Throughout her career, Moorehead skillfully portrayed puritanical matrons, neurotic spinsters, possessive mothers, and comical secretaries. She played Parthy Hawks, wife of Cap’n Andy and mother of Magnolia, in MGM’s hit 1951 remake of Show Boat. She also was in Dark Passage and Since You Went Away. Moorehead was in Broadway productions of Don Juan in Hell in 1951–1952, and Lord Pengo in 1962–1963.

Agnes Morehead and Bette Davis in Hush … Hush, Sweet Charlotte

In the 1950s, Moorehead continued to work in films and appeared on stage across the country.

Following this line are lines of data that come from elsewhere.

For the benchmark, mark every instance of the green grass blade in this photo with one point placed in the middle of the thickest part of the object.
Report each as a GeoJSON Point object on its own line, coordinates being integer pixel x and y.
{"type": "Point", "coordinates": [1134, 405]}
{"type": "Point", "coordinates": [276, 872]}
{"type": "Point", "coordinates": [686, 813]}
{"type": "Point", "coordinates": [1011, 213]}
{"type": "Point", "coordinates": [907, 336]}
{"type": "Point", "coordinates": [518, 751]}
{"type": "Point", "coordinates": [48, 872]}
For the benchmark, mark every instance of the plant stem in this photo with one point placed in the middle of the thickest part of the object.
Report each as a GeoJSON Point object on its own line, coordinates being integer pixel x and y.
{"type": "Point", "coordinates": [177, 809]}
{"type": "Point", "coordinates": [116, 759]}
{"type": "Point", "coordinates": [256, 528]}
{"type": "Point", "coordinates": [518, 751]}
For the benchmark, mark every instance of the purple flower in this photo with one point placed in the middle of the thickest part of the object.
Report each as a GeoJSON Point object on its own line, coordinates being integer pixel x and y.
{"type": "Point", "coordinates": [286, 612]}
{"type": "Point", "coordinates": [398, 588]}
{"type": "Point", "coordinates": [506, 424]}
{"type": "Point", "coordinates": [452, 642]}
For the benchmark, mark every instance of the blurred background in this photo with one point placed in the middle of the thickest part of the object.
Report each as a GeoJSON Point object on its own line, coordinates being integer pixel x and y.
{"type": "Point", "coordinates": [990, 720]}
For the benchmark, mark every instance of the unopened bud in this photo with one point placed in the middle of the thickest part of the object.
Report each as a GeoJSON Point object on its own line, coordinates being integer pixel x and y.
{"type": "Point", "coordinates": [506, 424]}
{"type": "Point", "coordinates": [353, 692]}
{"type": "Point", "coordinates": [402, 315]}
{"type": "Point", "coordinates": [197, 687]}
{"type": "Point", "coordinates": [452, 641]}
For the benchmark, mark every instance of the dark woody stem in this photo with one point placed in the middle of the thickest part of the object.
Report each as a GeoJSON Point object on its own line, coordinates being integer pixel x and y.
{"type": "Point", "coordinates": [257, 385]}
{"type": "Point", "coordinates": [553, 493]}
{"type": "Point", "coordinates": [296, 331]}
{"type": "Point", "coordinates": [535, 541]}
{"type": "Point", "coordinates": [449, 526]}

Her roles included a national tour of Shaw’s Don Juan in Hell, co-starring Charles Boyer, Charles Laughton, and Cedric Hardwicke, and the pre-Broadway engagements of the new musical The Pink Jungle. She appeared as the hypochondriac Mrs. Snow in Disney’s hit film Pollyanna (1960). She starred with Bette Davis, Olivia De Havilland, Mary Astor, and Joseph Cotten in Hush… Hush, Sweet Charlotte (1964) as the maid Velma, a role for which she was nominated for a Best Supporting Actress Academy Award.

In 1964, Moorehead accepted the role of Endora, Samantha’s (Elizabeth Montgomery) mortal-loathing, quick-witted witch mother in the situation comedy Bewitched. She later commented that she had not expected it to succeed and that she ultimately felt trapped by its success. However, she had negotiated to appear in only eight of every 12 episodes made, therefore allowing her sufficient time to pursue other projects. The role brought her a level of recognition that she had not received before as Bewitched was in the top 10 programs for the first few years it aired.

Moorehead received six Emmy Award nominations, but was quick to remind interviewers that she had enjoyed a long and distinguished career. Despite her ambivalence, she remained with Bewitched until its run ended in 1972.

In 1930, Moorehead married actor John Griffith Lee; they divorced in 1952. Moorehead and Lee adopted an orphan named Sean in 1949, but it remains unclear whether the adoption was legal. Moorehead raised Sean until he ran away from home. She married actor Robert Gist in 1954, and they divorced in 1958.

Moorehead died of uterine cancer on April 30, 1974 in Rochester, Minnesota, aged 73. Her sole immediate survivor was her mother Mildred, who died in 1990, aged 106. Moorehead is interred at Dayton Memorial Park in Dayton, Ohio.